On en apprend de bonnes plusieurs mois après. D'après L'Équipe, repris par 90min et Foot Sur 7, l'Atlético Madrid et le Bétis Séville ont tous les deux tenté de récupérer Pierre-Emerick Aubameyang lors du mercato hivernal de janvier. Pablo Longoria a dit non. Deux fois. Sans hésiter.
L'info a de quoi faire tousser. Au moment des offres, Auba enchaînait les matchs sans toujours convertir, et une partie du Vélodrome commençait à douter. Neuf buts en vingt-sept apparitions de Ligue 1, ratio honnête mais pas flamboyant pour un type habitué aux saisons à trente pions. Sauf qu'à 36 ans, le Gabonais reste l'unique vraie référence de l'attaque marseillaise. Le club l'avait fait revenir l'été dernier avec un contrat jusqu'en juin 2027. Le laisser filer après six mois, c'était se priver d'un cadre en plein sprint pour l'Europe.
La logique de Longoria tient en une phrase : pas question d'amputer l'attaque en plein hiver.
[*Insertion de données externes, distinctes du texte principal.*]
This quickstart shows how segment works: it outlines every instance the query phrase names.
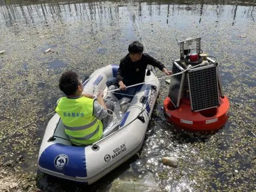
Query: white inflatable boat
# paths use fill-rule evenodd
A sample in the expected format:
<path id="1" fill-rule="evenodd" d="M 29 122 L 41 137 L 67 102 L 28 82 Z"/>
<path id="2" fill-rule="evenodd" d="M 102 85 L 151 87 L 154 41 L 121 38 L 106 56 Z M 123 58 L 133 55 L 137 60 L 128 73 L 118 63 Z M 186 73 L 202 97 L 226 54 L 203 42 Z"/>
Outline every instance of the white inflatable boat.
<path id="1" fill-rule="evenodd" d="M 118 68 L 118 65 L 110 65 L 94 72 L 83 82 L 84 91 L 91 94 L 94 85 L 106 91 L 107 80 L 116 76 Z M 39 169 L 54 176 L 90 185 L 136 154 L 143 145 L 159 89 L 158 80 L 149 70 L 145 81 L 148 83 L 140 85 L 127 112 L 119 113 L 121 116 L 118 126 L 109 130 L 108 134 L 105 132 L 92 145 L 72 146 L 60 117 L 55 114 L 42 141 Z"/>

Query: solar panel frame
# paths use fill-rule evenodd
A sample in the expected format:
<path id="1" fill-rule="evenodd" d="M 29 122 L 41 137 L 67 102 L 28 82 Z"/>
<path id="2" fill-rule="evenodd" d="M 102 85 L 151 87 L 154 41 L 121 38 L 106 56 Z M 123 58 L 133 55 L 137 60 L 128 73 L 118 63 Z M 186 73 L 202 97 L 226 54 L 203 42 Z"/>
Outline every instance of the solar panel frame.
<path id="1" fill-rule="evenodd" d="M 178 62 L 178 60 L 176 60 L 173 62 L 173 73 L 176 74 L 182 72 L 184 69 L 181 67 L 176 62 Z M 181 95 L 182 94 L 182 90 L 183 87 L 183 84 L 184 82 L 184 73 L 171 76 L 170 85 L 169 86 L 169 93 L 168 97 L 170 99 L 171 102 L 173 105 L 178 108 L 179 106 L 179 101 L 181 100 Z M 177 87 L 177 85 L 179 87 Z M 178 91 L 175 91 L 177 90 Z"/>
<path id="2" fill-rule="evenodd" d="M 215 74 L 213 75 L 212 74 L 210 74 L 212 75 L 211 77 L 206 76 L 207 75 L 209 75 L 210 73 L 212 73 L 212 71 L 210 72 L 208 71 L 208 73 L 206 73 L 207 71 L 205 70 L 207 69 L 208 70 L 212 70 Z M 199 73 L 201 73 L 201 74 Z M 197 75 L 197 79 L 199 78 L 199 80 L 195 80 L 194 79 L 195 78 L 193 76 L 193 73 L 195 74 L 195 75 Z M 204 82 L 202 81 L 202 78 L 204 78 Z M 187 81 L 192 111 L 199 111 L 214 108 L 220 105 L 218 76 L 216 64 L 188 70 Z M 205 84 L 203 84 L 204 82 Z M 207 84 L 207 87 L 205 84 Z M 213 95 L 212 95 L 212 94 Z"/>

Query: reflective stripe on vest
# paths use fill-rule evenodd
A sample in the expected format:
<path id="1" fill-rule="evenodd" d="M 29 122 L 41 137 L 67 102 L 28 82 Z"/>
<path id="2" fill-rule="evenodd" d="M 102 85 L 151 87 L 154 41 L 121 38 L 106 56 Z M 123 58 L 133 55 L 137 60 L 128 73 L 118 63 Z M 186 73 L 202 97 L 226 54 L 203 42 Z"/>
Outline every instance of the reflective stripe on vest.
<path id="1" fill-rule="evenodd" d="M 87 135 L 86 136 L 84 136 L 83 137 L 77 138 L 77 137 L 72 137 L 72 136 L 68 136 L 69 137 L 69 138 L 70 139 L 77 139 L 77 140 L 88 140 L 88 139 L 90 139 L 90 138 L 91 138 L 92 136 L 93 136 L 96 133 L 97 133 L 98 131 L 99 131 L 99 126 L 98 126 L 97 127 L 97 128 L 96 129 L 96 130 L 95 131 L 94 131 L 91 133 Z"/>
<path id="2" fill-rule="evenodd" d="M 93 121 L 85 126 L 80 127 L 68 127 L 64 124 L 64 127 L 65 127 L 65 129 L 69 130 L 70 131 L 81 131 L 83 129 L 90 128 L 91 127 L 92 127 L 97 122 L 97 119 L 95 119 Z"/>
<path id="3" fill-rule="evenodd" d="M 101 121 L 93 116 L 93 100 L 61 98 L 55 109 L 65 127 L 65 133 L 75 144 L 91 144 L 102 136 Z"/>

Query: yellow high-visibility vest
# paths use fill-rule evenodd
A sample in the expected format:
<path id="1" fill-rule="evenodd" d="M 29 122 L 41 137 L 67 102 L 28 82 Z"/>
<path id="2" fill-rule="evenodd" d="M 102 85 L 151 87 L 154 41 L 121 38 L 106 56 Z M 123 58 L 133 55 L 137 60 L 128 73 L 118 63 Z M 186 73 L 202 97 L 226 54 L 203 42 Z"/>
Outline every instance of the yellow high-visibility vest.
<path id="1" fill-rule="evenodd" d="M 101 121 L 93 116 L 93 100 L 84 97 L 62 97 L 55 111 L 60 116 L 65 132 L 75 145 L 91 144 L 103 133 Z"/>

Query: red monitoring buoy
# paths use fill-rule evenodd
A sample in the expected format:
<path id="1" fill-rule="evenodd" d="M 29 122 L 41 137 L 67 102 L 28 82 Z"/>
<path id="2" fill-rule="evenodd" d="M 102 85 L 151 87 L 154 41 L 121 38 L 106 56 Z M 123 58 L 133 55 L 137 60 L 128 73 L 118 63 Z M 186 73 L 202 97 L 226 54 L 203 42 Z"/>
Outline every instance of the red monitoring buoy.
<path id="1" fill-rule="evenodd" d="M 216 61 L 200 55 L 201 39 L 178 43 L 181 59 L 173 63 L 173 74 L 177 75 L 170 78 L 164 108 L 167 119 L 175 127 L 209 131 L 224 125 L 230 104 L 223 94 Z M 196 48 L 191 49 L 193 46 Z M 193 50 L 196 52 L 190 55 Z"/>

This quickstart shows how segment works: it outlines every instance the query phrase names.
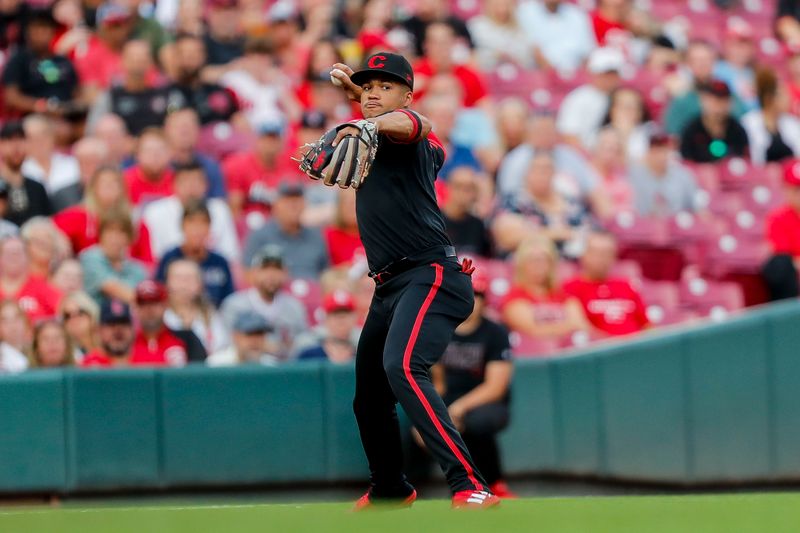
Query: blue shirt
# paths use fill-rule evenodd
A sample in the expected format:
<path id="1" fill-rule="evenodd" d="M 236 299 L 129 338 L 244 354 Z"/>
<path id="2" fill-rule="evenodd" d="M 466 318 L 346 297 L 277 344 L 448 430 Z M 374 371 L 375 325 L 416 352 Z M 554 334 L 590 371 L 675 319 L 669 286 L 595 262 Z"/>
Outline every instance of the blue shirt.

Le mercato d'hiver venait justement d'amener Amine Gouiri (sept buts, trois passes décisives en dix-neuf matchs) pour densifier le secteur. Mais Longoria voulait Auba ET Gouiri, pas l'un OU l'autre. Avec une saison disputée jusqu'au bout pour les places européennes, sortir un buteur à mi-saison n'avait aucun sens sportif. Tant pis pour l'opportunité financière offerte par les Espagnols.
Côté Aubameyang, on imagine la tentation : retour à Madrid, où Diego Simeone aime ses vieux briscards, ou aventure andalouse au Bétis avec Manuel Pellegrini, qui sait utiliser ce profil-là. Une dernière grande pige à l'étranger, peut-être. Mais Auba n'a jamais fait le forcing public, et c'est tout à son honneur. Il est resté pro, il a continué à porter le brassard quand on le lui demandait, il n'a rien pleuré dans les médias.